Offering loans to UK residents only

We are now only offering loans to members who are UK residents, and we want to make you aware of this change and the reasons behind why we have taken this decision. As a not-for-profit organisation we must make decisions which are in the best interests of all our members, and it was with a heavy heart we took the decision to remove the loan offering to non-UK residents. We are sorry to disappoint those members who are living abroad but we want to explain the reasons behind this decision.

The impact of Brexit

As you are aware the UK’s departure from the European Union (EU) led to several changes, the main one for financial services was the ability “passport” legally into an EU country.

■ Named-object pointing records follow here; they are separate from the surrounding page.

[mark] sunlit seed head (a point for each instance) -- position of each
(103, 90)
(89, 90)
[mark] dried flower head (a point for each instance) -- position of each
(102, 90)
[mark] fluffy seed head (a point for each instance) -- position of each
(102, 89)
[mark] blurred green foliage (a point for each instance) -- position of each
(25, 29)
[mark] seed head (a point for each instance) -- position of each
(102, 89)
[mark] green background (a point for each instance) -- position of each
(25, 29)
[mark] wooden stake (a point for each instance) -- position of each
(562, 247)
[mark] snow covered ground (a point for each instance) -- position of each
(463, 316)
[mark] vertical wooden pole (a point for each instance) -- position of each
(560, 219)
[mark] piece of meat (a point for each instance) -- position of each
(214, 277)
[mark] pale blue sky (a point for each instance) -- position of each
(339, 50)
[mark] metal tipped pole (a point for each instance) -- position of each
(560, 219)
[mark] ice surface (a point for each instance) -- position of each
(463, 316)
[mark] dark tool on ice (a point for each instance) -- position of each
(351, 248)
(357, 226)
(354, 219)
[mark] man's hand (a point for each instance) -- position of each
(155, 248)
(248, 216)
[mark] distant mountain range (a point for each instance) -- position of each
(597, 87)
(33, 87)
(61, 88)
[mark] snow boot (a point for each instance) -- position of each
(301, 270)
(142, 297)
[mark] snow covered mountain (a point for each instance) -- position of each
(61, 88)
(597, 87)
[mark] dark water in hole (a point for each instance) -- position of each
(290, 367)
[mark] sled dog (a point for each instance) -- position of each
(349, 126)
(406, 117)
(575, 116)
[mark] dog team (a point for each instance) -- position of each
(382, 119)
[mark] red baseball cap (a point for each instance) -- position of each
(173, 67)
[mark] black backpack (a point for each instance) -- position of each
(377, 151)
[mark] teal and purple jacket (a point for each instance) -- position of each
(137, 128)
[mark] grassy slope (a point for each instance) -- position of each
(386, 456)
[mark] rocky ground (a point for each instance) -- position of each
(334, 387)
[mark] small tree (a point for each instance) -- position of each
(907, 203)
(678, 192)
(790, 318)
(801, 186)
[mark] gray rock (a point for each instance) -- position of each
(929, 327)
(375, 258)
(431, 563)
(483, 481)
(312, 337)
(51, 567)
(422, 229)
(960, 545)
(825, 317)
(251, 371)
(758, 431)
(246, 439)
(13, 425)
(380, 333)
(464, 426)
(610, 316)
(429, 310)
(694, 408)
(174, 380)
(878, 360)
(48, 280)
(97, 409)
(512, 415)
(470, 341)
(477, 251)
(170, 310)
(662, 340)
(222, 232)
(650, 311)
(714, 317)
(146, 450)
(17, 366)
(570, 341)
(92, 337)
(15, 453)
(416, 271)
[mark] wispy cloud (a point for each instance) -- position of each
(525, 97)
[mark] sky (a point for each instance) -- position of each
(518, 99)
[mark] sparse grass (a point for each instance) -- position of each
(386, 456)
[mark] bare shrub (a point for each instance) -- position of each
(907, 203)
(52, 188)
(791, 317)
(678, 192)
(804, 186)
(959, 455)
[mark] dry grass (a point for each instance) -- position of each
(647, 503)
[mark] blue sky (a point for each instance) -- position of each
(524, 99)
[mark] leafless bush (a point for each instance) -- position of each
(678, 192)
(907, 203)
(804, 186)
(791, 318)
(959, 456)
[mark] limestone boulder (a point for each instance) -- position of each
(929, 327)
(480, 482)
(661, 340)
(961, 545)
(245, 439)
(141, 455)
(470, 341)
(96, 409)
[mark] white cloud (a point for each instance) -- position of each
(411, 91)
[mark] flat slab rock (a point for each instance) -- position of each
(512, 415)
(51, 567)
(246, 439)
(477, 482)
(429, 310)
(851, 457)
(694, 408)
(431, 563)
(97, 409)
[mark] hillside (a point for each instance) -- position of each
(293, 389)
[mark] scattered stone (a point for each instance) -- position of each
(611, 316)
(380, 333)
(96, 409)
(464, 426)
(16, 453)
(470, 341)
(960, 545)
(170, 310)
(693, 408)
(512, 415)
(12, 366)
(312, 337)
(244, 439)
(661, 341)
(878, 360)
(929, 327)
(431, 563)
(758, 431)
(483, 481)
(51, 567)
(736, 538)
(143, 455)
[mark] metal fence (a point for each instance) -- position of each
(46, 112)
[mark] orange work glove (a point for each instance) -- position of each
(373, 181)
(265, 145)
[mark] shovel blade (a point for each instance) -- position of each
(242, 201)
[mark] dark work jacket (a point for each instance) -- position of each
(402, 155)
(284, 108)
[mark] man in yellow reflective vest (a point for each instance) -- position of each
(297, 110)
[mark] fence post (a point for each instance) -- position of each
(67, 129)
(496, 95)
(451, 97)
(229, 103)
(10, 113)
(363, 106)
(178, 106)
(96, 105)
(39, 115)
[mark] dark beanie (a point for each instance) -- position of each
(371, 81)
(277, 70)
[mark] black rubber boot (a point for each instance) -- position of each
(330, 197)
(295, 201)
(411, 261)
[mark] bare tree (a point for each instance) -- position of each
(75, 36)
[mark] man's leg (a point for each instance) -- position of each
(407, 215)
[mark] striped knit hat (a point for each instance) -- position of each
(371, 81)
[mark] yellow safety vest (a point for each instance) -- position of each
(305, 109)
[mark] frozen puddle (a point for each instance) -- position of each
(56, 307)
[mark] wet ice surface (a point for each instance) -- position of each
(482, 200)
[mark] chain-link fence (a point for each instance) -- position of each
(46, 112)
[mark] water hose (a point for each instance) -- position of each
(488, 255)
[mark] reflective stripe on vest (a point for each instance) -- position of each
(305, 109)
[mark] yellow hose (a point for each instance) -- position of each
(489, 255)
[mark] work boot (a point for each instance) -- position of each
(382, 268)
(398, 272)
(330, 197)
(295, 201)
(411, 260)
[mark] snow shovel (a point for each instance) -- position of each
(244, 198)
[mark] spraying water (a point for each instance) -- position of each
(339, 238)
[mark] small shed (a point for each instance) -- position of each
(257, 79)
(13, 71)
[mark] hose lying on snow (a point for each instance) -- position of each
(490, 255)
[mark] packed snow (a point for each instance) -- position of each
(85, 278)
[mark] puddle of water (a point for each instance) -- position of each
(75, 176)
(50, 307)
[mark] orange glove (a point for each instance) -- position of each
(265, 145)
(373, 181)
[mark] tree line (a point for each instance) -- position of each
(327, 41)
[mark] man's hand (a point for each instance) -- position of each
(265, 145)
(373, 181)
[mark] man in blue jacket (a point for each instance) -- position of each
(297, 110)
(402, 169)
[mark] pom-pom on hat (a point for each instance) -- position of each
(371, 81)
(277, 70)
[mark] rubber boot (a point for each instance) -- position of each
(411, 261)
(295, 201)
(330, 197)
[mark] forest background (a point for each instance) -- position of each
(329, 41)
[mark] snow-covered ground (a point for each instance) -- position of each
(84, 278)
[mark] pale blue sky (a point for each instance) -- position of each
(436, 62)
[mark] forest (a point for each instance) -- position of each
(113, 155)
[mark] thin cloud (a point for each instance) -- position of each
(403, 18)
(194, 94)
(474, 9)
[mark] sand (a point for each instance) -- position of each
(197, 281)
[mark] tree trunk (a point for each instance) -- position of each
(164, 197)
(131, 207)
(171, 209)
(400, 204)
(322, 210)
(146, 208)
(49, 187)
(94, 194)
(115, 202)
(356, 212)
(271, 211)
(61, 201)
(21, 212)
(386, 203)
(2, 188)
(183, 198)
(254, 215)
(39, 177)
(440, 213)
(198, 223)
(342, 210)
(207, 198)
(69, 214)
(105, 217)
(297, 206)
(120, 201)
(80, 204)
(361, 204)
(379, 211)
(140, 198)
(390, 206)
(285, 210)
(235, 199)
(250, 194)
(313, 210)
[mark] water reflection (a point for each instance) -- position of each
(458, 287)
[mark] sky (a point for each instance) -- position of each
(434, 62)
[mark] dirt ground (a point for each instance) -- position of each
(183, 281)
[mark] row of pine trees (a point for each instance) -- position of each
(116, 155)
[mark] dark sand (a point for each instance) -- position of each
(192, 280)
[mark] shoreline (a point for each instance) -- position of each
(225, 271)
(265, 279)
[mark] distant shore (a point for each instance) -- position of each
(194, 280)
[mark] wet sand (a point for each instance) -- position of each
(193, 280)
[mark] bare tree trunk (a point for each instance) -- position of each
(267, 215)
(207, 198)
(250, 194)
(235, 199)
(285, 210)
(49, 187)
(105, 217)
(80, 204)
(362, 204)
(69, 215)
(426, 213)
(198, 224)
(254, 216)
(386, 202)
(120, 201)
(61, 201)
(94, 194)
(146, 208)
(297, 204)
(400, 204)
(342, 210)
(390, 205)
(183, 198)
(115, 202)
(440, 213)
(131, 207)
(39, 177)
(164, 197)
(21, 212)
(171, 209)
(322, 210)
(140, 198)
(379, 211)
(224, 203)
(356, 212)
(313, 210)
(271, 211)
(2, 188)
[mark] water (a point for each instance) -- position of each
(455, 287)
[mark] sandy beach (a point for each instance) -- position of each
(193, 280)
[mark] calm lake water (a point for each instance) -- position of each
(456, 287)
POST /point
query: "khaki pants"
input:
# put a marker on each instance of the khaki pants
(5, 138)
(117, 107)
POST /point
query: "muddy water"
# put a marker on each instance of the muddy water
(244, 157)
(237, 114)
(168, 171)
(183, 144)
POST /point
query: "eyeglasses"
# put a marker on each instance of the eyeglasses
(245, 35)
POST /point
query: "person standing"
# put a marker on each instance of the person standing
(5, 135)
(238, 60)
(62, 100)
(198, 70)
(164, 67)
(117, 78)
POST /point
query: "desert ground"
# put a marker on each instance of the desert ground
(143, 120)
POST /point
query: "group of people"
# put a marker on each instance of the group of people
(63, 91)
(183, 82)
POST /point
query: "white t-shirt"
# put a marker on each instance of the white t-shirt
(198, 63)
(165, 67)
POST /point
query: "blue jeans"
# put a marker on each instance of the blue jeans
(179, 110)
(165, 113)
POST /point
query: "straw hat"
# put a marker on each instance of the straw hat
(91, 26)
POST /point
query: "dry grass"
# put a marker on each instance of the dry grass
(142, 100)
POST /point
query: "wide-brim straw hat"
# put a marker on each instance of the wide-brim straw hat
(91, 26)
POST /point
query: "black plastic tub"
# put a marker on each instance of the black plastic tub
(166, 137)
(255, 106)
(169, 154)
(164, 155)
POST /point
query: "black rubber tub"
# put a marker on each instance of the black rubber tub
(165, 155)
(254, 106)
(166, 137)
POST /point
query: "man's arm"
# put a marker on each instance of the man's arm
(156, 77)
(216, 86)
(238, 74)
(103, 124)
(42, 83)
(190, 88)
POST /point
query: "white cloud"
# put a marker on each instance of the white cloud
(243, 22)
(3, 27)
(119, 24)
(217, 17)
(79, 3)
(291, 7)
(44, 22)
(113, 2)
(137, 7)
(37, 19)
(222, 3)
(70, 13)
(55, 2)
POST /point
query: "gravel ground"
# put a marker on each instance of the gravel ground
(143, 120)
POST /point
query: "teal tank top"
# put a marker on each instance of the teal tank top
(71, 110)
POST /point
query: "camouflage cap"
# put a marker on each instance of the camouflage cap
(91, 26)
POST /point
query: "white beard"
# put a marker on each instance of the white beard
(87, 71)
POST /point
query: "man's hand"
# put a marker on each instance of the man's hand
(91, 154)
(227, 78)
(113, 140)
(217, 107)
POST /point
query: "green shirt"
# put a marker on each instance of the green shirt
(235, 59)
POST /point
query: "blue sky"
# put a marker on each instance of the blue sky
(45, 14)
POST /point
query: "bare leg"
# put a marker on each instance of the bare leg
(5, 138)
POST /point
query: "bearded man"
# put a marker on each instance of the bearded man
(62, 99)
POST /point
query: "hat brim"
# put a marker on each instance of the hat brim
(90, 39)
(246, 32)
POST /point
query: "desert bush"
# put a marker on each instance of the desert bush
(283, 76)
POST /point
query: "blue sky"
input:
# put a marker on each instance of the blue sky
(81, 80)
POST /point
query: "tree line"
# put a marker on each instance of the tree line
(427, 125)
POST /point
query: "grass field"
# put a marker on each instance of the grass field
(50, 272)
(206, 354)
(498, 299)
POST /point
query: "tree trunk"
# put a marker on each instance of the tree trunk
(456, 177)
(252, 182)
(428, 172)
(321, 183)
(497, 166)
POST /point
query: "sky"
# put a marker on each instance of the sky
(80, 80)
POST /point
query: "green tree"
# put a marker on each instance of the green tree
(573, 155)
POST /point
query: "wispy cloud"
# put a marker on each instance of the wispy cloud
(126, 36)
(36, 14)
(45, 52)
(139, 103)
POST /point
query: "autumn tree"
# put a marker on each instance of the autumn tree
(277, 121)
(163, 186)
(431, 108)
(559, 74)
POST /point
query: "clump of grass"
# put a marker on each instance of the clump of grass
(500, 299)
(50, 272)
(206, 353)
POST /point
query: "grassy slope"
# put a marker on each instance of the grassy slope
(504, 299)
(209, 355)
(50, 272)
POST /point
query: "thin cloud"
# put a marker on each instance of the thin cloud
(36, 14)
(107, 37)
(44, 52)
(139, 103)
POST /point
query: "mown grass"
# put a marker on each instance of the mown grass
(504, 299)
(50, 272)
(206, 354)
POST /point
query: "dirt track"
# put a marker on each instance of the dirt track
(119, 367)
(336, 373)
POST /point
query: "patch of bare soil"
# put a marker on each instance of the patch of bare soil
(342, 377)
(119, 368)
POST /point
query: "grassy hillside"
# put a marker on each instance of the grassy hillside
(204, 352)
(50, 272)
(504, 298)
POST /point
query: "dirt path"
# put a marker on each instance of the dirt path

Cross-border transactions were previously permitted because all EU member states had to abide by the same financial regulation rules within the single market. The UK’s regulator, the Financial Conduct Authority (FCA), had to meet the same standards as the other regulators in each country within the EU. As the UK has left the EU, the FCA can now approve their own rules regarding the regulation of financial activity and consumer protection. This means the rules in the UK may not continue to line up with the expectations of the countries within the EU. Without the assurance that its own standards are in place to protect EU residents, the EU does not permit passporting for UK financial firms.

What would be the implication of continuing loans for non-UK residents?

To continue offering financial services within the EU the Credit Union needed to either establish a regulated business within the EU or apply for a license under the domestic licensing regime of each individual country. It should be noted that these licenses are not available within all EU countries and thus these countries could have more multifaceted requirements or may not offer options to conduct business to 3rd party countries such as the UK.

Obtaining licenses within the EU is complex and costly as the Credit Union would have to meet the regulatory requirements of each of the 27 countries. The cost of gaining a license is difficult to quantify as it is not as straight forward as paying a fee for a license. Legal expertise would be required to interpret and implement the legislation of foreign countries. As such the Credit Union would have to acquire legal support to navigate the complexities of each country’s regulatory regime. Policies and procedures would also have to be reviewed to ensure they aligned with each of the countries regulatory expectations. This had the potential to mean following a different process for each country involved. 

Doing what is best for the wider membership…

The Credit Union has a low number of members living outside the UK with very few applying for loans. Due to the complexity and cost associated with continuing to offer loans to members who were non-UK residents, as well as the low level of interest in the product from these members, it was not considered viable for the Credit Union to pursue licenses in the EU.

The Credit Union is a self-sufficient entity whereby profits made are used to run the business, sustain healthy levels of capital, and surplus profits being shared back with members. The potential added cost of offering loans throughout the EU was deemed not beneficial for most members, who reside in the UK. It is our duty as No1 CopperPot Credit Union to serve the needs of our members and sometimes this means making difficult decisions. We hope this helps to better understand the reason behind why this decision has been taken.

Again, we would like to offer our sincerest apologies to all of our members who are affected by this or who may be in the future.